Where can I sign up to wait in line 12 months like a German and get drugs for 95% off?

$12,000/year is immense. Americans are being uniquely screwed here.

If you have a T2D diagnosis, you can get the drug for 95% off tomorrow after going through a prior authorization on most insurance (mine quotes me $30).

If you don't have T2D, the more accurate comparison is more like 340$ in germany for Wegovy (so ~400 after you adjust for purchasing power parity) and you can get a Zepbound prescription with coupon for $550, which is a much better drug: fewer side effects, higher average weight loss. That's an extra $2k a year (13 four week boxes*150) but it's hardly $12k.

Cool. Why don't they just cut off all supplies to Europe and sell exclusively to the US at 20x the price.

I'd guess politics, these companies do have to play the long game and I'm certain that the supply is much more limited in other countries.

Yes. Bernie Sanders is quite dumb and honeymooned in the USSR. His understanding of economics is at the /r/antiwork tier.

You'll get a better quality discussion if you present the stronger version of an argument. If that's such a dumb argument and missing context, why didn't you add that in your top level post? ಠ_ಠ

You'll get a better quality discussion if you present the stronger version of an argument. If that's such a dumb argument and missing context, why didn't you add that in your top level post? ಠ_ಠ

Good point. Set aside Bernie's worthless statement about Wegovy costing only $5 to make, which ignores the immense cost of research and regulatory compliance.

Let's say that Americans paid the same price for medication as Germans do. The pharma industry would no longer be profitable and drug development would slow to a crawl. Why must the entire global pharma industry be dependent on a single country with less than 5% of the world's population? How do we make Germans pay their fair share?

Because America by being willing to pay 1000 more is showing they value it at that price. And they can value it at that price because they are richer.

In theory the best pricing practice for companies is to sell their product at 100 bucks to people who will pay that, then 60 to whover will pay that and then 40 and so on, down to where the price still creates profit per unit. In practice that is tricky because fluctuating prices is something direct consumers don't like. But when selling to different countries you can set your prices depending on what the local market will bear in each one.
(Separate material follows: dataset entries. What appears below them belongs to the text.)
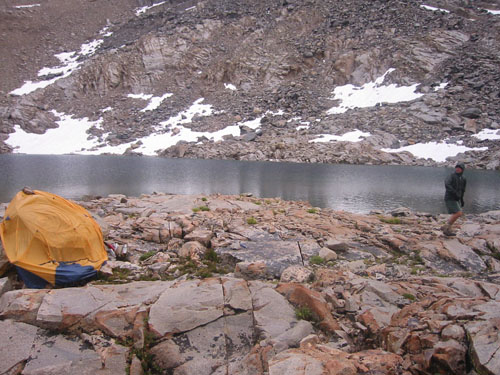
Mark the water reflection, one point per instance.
(347, 187)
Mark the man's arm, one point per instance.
(450, 185)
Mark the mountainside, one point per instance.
(254, 80)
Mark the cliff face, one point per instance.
(274, 61)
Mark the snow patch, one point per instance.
(26, 6)
(495, 12)
(428, 7)
(143, 10)
(488, 134)
(70, 63)
(69, 137)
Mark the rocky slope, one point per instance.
(240, 285)
(281, 56)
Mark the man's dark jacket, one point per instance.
(455, 187)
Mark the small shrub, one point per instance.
(204, 273)
(251, 221)
(316, 259)
(147, 255)
(305, 313)
(409, 296)
(201, 208)
(211, 255)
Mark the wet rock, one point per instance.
(297, 274)
(327, 254)
(275, 255)
(471, 112)
(193, 250)
(301, 296)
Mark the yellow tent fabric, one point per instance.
(45, 234)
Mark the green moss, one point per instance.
(251, 221)
(391, 220)
(147, 255)
(409, 296)
(316, 259)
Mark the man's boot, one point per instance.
(447, 230)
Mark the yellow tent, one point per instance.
(51, 240)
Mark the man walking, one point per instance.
(454, 197)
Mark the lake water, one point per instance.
(354, 188)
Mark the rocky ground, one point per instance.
(280, 55)
(241, 285)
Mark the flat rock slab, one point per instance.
(186, 306)
(37, 351)
(465, 256)
(485, 338)
(276, 255)
(17, 340)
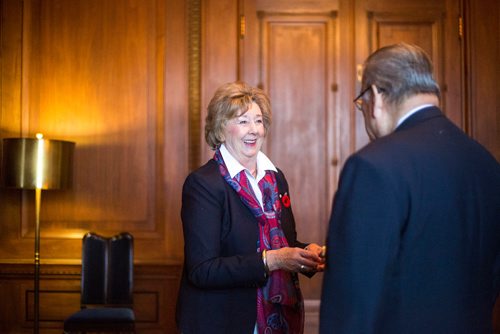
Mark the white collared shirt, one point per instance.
(234, 167)
(411, 112)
So the US pays more because it is richer and therefore is willing to pay more. That is the market signal the companies are following. And arguably the US is richer because it interferes in market signals less than other countries.

In that case asking about paying their fair share is looking at the question the wrong way round. How do you get Germany to be richer so that they too value the product equally is the more accurate question. And the answer would seem to be, promote more free market principles.

Of course if Germany gets richer that may have other knock on effects on the US economy. No free lunches here unfortunately.